A new report has revealed that most cyclists do not feel safe on the road.
Anybody who has ever tried to negotiate the madness of cycle lanes in Belfast would most likely agree.
It is true that in recent years there has been a rapid expansion in cycle lanes and green boxes at traffic lights to provide safe space for cyclists.
This indicates that the Government is willing to spend money to get us all on bikes. So why are they getting it so wrong?
One of the most important things for cycling is road surface. Nothing improves the pleasure and ease of cycling like level, even tarmac. Our roads are lumpy and broken.
The planning of cycle lanes is eccentric and dangerous. In many cases the cycle lane is just a sectioned-off part of the footpath, but no-one seems to have told pedestrians they belong on the other side of the white line.
As for the green boxes which are reserved for us cyclists at the head of the queue at the traffic lights, many motorists just drive straight into them.

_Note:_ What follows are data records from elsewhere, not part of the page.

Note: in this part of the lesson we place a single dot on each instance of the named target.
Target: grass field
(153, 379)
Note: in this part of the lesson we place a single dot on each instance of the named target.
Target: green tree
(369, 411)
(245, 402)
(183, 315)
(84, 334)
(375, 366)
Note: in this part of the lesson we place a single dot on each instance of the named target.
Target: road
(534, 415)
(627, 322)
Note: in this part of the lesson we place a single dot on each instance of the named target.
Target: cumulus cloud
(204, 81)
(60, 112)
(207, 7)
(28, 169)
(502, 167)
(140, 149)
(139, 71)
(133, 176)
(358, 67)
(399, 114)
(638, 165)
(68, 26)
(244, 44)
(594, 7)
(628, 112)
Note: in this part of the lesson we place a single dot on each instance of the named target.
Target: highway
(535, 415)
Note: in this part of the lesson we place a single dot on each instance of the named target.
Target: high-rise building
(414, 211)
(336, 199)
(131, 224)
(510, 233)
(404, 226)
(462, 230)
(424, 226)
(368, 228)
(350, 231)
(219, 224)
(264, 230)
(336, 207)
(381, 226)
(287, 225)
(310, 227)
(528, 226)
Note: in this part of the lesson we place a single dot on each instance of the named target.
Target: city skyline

The last thing they want is a bicycle slowing them down.
And where a cycle lane crosses the end of a street or, for instance, the exit from Park Road recycling centre, many drivers simply don't see it and then force cyclists to brake sharply or swerve to avoid them.

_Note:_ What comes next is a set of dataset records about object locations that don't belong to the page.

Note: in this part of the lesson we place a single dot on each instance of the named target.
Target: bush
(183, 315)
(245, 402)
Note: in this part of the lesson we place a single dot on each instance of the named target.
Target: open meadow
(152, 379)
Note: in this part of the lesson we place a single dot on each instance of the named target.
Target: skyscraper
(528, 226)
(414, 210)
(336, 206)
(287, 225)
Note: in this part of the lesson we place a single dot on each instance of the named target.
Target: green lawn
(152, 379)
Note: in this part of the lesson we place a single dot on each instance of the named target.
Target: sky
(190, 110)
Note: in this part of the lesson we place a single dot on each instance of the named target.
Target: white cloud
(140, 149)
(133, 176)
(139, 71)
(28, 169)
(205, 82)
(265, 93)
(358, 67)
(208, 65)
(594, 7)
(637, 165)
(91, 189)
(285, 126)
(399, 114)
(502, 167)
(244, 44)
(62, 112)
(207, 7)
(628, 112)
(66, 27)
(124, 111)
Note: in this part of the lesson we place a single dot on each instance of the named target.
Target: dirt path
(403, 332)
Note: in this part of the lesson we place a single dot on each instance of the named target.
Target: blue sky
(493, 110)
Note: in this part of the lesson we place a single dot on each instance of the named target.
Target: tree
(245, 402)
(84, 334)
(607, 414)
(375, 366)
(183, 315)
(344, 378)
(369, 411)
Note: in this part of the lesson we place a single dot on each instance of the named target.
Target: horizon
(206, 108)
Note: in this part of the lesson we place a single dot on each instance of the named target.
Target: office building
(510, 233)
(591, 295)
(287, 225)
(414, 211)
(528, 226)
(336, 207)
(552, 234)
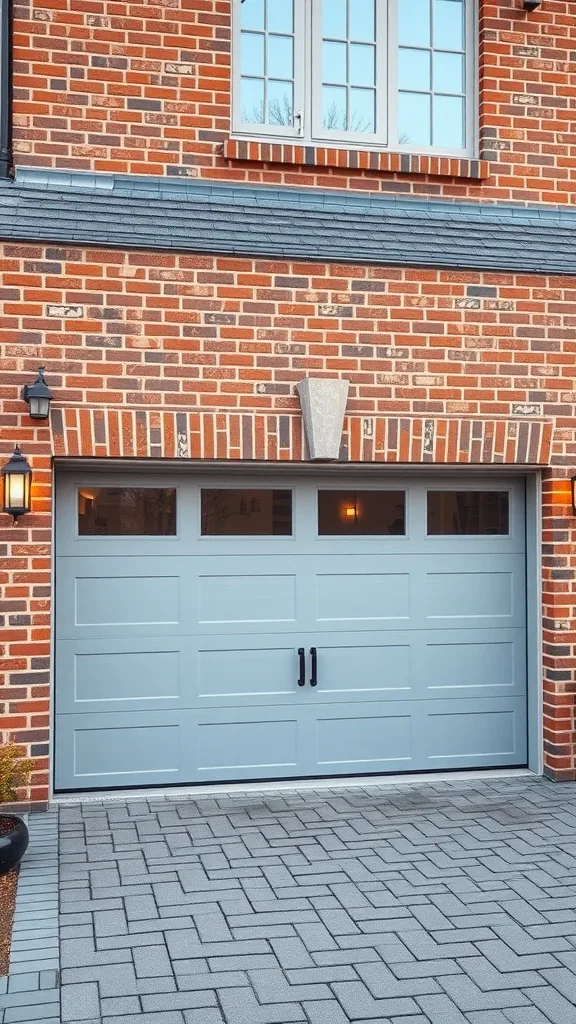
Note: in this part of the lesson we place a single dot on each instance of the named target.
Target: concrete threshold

The answer, says Brake, includes a 20mph speed limit.
In truth, some cyclists would groan at that because they like to go faster. But it would save lives.

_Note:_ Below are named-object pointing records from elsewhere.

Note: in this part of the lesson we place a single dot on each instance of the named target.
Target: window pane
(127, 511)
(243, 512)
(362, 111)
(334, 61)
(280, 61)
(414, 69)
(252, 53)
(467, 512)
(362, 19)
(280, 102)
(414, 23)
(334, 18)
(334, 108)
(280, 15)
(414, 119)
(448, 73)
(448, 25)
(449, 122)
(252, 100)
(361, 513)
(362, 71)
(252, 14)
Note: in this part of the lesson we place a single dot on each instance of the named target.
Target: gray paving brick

And a start would be a public information campaign to explain that cyclists have rights and that there are going to be even more of us on roads and footpaths in the years to come.
Malachi O’Doherty’s new book On My Own Two Wheels, is published this month by The Blackstaff Press
Road safety charity Brake has released a report which states that two in three commuters (66%) said most roads were unfit for cycling.
The survey of 1,550 commuters revealed many would be persuaded to cycle if roads were safer.
A third (35%) said they would switch to cycling their commute if the route was less dangerous.
A huge 46% would be persuaded to make other local journeys by bike given safer roads. Nearly half said they cycle on roads already (47%), but two -thirds of these (64%) only do so occasionally. Only one in 10 use their bike as their main form of transport to commute.